At the next hearing, several major powers move to halt Rey Diaz’s plan and prosecute him. Rey Diaz responds with a bluff, claiming that his wristwatch is a dead-man’s switch tied to a hidden trigger in New York, so harming or arresting him could cause mass death nearby; the threat is enough to secure his release and a flight home. Once airborne, Rey Diaz admits privately to Garanin that the device was only a transmitter and the threat was false. Back in Caracas, however, public hatred overwhelms his protection, and a mob stones him to death beneath a statue of Simón Bolívar. The chapter closes by sweeping across later years: Chang Weisi retires and dies, Say devotes herself to the Human Memorial Project, Wu Yue dies unhealed, many veterans of the old world pass away, and the generation that remembered humanity’s former Golden Age disappears into history.

Who Appears

  • Bill Hines
    Wallfacer neuroscientist who discovers the mental seal, founds the Faith Center, and chooses hibernation again.
  • Keiko Yamasuki
    Hines’s wife and research partner; builds the brain-imaging project and reacts in unexplained horror during hibernation.
  • Manuel Rey Diaz
    Wallfacer whose Mercury bomb strategy is exposed as mutual-destruction blackmail; he escapes briefly and is lynched in Caracas.
  • Chang Weisi
    Space Command leader who hears Hines’s proposal, rejects imposed faith, later retires, and dies.
  • Garanin
    Rotating PDC chair who manages Rey Diaz’s hearings, escorts him home, and mourns the Wallfacer project.
  • Wu Yue
    Former space-force captain and honest defeatist who seeks belief for peace of mind, not military faith.

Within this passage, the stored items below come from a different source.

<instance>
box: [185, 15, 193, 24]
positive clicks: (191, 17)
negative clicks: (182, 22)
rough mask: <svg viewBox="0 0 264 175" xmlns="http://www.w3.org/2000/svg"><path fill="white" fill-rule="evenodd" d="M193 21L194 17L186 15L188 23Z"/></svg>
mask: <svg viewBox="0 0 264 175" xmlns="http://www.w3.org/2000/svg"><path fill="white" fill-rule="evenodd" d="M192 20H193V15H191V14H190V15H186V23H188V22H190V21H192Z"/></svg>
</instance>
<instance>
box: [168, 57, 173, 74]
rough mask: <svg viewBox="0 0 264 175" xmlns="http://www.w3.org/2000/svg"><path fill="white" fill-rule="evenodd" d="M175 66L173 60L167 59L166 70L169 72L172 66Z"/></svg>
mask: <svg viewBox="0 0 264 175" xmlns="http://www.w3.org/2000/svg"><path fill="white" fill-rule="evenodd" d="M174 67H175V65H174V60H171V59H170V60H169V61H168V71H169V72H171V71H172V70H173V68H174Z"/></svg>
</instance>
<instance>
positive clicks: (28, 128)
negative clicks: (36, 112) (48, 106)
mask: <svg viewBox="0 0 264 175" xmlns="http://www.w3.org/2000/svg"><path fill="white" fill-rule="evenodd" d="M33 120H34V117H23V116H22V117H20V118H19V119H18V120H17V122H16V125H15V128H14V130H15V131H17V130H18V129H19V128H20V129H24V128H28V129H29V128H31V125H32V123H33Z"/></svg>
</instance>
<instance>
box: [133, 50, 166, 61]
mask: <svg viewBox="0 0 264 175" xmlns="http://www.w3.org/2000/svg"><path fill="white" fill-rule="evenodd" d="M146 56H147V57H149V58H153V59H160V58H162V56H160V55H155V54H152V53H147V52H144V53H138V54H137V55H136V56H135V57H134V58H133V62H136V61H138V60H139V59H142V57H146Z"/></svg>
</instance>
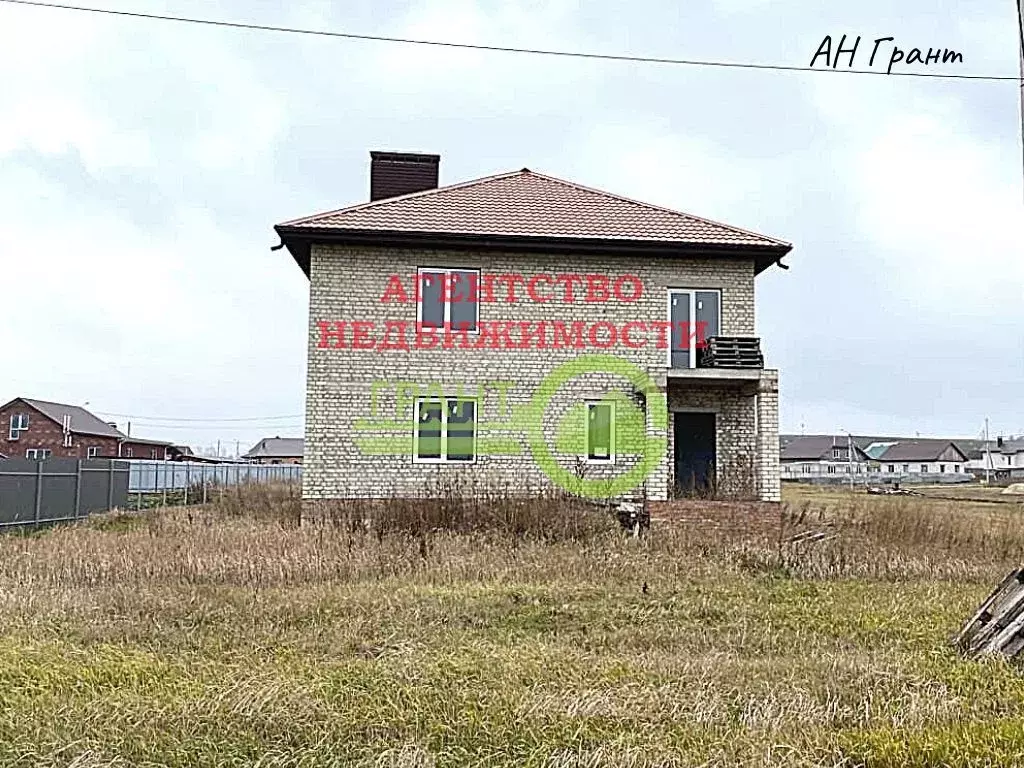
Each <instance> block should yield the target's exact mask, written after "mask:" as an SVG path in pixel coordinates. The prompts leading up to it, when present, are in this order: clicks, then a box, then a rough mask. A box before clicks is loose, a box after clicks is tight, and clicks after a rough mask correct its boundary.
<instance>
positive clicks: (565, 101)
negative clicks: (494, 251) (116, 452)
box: [0, 0, 1024, 452]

  • Rey Diaz's Wallbreaker
    Sophon-backed analyst who reconstructs Rey Diaz’s true Mercury plan and triggers his political collapse.
  • Subject 104
    Volunteer test subject whose induced belief that water is toxic reveals the danger of the mental seal.
  • Secretary General Say
    Former UN leader who later devotes herself to the Human Memorial Project despite official suspicion.